US criticizes Moscow's posture on arms talks. Rowny says Soviets obfuscate `star wars' issue

At this early stage of the superpower arms control talks in Geneva, the United States is signaling its concern over Moscow's public stance. Edward L. Rowny, special adviser to President Reagan on the arms talks, says that the Soviets have not yet made any serious, specific moves in Geneva. Instead, he says, they are engaging in public propaganda and rhetoric, aimed at European opinion, and using the President's ``star wars'' defense program as a ``red herring'' and ``diversion'' to avoid coming to grips with reducing offensive nuclear systems.

``I haven't seen any real moves from Moscow since January,'' he said at a breakfast meeting Thursday, referring to the Soviet Foreign Minister's statement that he favored reductions in the unratified SALT II treaty. ``Since that time I have seen more of the rhetoric against `star wars' and that, to me, is distracting us . . . from our main objective.''

General Rowny, who was the chief negotiator at the aborted START talks and now works under chief arms adviser to the President Paul Nitze, also said that:

If no progress is made in the talks by fall on Soviet compliance with existing agreements, the US will have to consider breaking out of the limitations specified in the unratified SALT II agreement.

If the negotiators fail to get anywhere, conceivably President Reagan and new Soviet leader Mikhail Gorbachev could break the impasse at a fall summit.

While the US insists on pursuing research on its Strategic Defense Initiative, a space-based nonnuclear defense system, SDI has complicated the possibilities for reaching an agreement on reducing nuclear weapons.

It would be better for the US to develop a mobile missile rather than the MX to strengthen the land-based leg of its strategic triad, but the fixed-based MX, though a less desirable weapon, is needed in the short term to counter the growing Soviet ICBM threat.

It will be 8 to 10 years before the US finds out whether SDI is feasible or not. At every stage of the program, however, the US has to make sure not to do things that destabilize the strategic balance and must discuss this with the Soviets.

If, eventually, Moscow does not accept the idea of moving away from offense to defense, the US cannot allow it a veto power over defensive systems and would have to consider whether to break out of the 1972 ABM (antiballistic missile) treaty.

General Rowny stressed that the US negotiators arrived in Geneva with more flexibility on achieving an agreement on offensive arms than they had in previous negotiations. He said the US has essentially resubmitted its proposals at the START talks, which call for trade-offs between Soviet heavy missiles and US bombers and cruise missiles, but offer a number of options to show ``there is a lot for the Soviets in those trade-offs.''

The US is ready to modify its old proposals, General Rowny said.

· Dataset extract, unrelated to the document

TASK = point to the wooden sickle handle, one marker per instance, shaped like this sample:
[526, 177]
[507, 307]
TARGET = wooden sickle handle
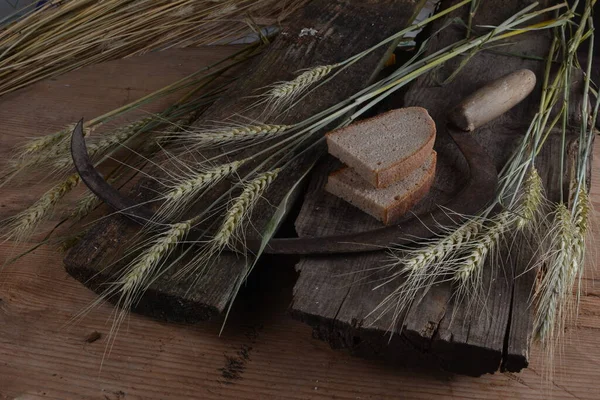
[492, 100]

The arms adviser's comments in effect characterized the dilemma that confronts the superpowers in Geneva, a dilemma in which the two sides seem to be spinning around in a cage, chasing each other but never catching up: The US introduced the subject of SDI, insisting on a dialogue with the Russians about changing the whole concept of nuclear strategy away from deterrence based on offensive systems to defense based on a nonnuclear shield in space. The Soviet Union says it is most concerned about SDI, and therefore seeks an agreement that would trade off defensive and offensive systems. The US says SDI at this stage is not a subject of an arms agreement -- only of dialogue -- because only research not testing and development are involved; it insists on a treaty trading off only offensive systems.

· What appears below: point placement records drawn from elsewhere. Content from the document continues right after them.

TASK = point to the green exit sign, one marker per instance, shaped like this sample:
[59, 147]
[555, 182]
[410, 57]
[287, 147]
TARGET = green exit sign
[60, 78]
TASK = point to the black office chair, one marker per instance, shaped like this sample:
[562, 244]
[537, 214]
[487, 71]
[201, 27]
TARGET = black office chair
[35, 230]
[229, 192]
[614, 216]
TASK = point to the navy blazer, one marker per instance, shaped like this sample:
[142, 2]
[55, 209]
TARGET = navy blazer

General Rowny admitted that SDI is one factor that brought the Russians back to the bargaining table. But he said that in the old START talks it was US high-tech bombers, cruise missiles, the Trident II missile, and other offensive weapons that most concerned the Russians. This is what Washington seeks to negotiate now, not SDI, which is still only in the research stage.

Soviet propaganda about SDI, he says, is ``a kind of a red herring and is a detriment to getting on with arms control.'' ``Too much emphasis . . . is being put out of Moscow and other places on the impact of defense . . . but let's not focus on that when there's nothing to agree on because it's research,'' he said. ``And you don't hear anything about `let's reduce the weapons that are here and now, the number of weapons on both sides,' especially when we have proposals,'' he said. ``Let's get on with that part of the deal.''

It is possible that elements of SDI will be at the testing or development stage in three or four years, says General Rowny. But the US should not rush into development of this layered system, he said, but see if the whole SDI system across the board is feasible, based on: (1) robustness and survivability, (2) cost effectiveness as compared with deterrence, and (3) stability at every stage.

The US cannot do things that will thwart stability, he told reporters. ``So you have to have a system which, at every stage, proves more stabilizing and not more destabilizing,'' he said. ``And here you have to have discussions with the Soviets. You can't do this in a vacuum.''

Given Moscow's concern about SDI, General Rowny seemed to be reassuring the Soviets that the US would not move out ahead on SDI without discussing developments at every stage.